At a previous Biotech, we used Cromwell/WDL because the DSL was the most intuitive to our bioinformatics scientists. But seeing as that doesn't work as nicely on AWS (and is also supported by an organization that is imploding), we opted for Argo on our K8s cluster to process RNAseq data en masse. Getting the scientists to use YAMl has been an uphill struggle, but the same issues would apply to learning groovy I guess. We've found that the Argo engine is easier to maintain, and also we only have to support one orchestrator across our Bioinformatics and ML teams.
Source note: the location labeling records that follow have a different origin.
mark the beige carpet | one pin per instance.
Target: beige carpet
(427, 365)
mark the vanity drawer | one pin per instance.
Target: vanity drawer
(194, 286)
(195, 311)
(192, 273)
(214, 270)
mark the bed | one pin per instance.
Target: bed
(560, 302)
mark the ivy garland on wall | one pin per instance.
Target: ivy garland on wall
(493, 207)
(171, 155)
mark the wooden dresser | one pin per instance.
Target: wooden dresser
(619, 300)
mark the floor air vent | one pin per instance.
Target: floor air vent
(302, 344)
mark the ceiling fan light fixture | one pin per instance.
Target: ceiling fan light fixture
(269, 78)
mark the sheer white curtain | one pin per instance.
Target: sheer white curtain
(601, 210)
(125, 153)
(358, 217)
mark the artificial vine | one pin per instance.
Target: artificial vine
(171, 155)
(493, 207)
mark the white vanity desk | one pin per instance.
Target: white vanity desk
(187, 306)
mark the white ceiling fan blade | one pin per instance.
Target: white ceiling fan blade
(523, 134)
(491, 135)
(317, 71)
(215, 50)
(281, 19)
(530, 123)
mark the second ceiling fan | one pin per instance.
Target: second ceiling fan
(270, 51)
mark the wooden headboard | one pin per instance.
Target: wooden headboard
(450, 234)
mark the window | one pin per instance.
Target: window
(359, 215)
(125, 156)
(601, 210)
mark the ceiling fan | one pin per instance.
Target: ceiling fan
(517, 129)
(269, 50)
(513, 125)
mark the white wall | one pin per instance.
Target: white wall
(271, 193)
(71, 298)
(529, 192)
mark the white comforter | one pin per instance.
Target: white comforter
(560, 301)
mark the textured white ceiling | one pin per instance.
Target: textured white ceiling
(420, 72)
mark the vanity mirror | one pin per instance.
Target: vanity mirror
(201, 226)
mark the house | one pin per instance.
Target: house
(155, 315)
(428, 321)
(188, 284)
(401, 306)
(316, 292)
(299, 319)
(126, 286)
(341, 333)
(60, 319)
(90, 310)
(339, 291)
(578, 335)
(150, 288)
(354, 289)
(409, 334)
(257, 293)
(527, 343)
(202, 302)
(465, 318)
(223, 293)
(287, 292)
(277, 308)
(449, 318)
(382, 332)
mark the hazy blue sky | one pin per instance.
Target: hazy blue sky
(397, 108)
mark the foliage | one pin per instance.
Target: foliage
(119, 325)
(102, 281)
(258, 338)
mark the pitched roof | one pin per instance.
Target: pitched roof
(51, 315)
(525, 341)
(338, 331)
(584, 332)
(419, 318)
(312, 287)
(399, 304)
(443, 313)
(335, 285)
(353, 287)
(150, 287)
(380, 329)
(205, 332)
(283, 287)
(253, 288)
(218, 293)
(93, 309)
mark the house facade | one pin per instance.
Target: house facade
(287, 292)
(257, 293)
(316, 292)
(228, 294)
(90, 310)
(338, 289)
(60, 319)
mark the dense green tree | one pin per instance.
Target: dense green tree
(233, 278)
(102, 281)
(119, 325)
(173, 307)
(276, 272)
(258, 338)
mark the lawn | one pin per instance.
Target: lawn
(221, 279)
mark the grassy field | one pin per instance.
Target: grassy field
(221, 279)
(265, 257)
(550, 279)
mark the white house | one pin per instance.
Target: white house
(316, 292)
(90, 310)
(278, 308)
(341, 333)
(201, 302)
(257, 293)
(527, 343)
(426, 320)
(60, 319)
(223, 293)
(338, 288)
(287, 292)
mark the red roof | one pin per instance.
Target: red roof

For industrial purposes, I've started to approach these pipelines as a special case of feature extraction and so I'm reusing our ML infrastructure as much as possible.
For both workflow languages, they are both better for building a singular reproducible workflow that can be published with an academic paper. For us, I'm looking for a workflow language that can treat the pipeline as a testable, deployable piece of software. I find that with Nextflow, scientists fall into bad patterns of mixing in the pipeline logic (eg if this sample type, then process it this way) interspersed with the bioinformatics model (eg use these bowtie2 parameters) throughout the pipeline which makes it more difficult to maintain as our platform evolves. Their K8s integration is lacking for both of them and they work much better an academic-style clusters.
YAML does leave a lot to be desired, but it also forces a degree of simplicity in architecting the pipeline because to do otherwise is too cumbersome. I really liked WDL as a language when I used to use that--seemed to have a nice balance of readability and simplicity. I believe Dyno created a python SDK for the Argo YAML syntax, and I need to look into that more.
For industrial purposes, I've started to approach these pipelines as a special case of feature extraction and so I'm reusing our ML infrastructure as much as possible.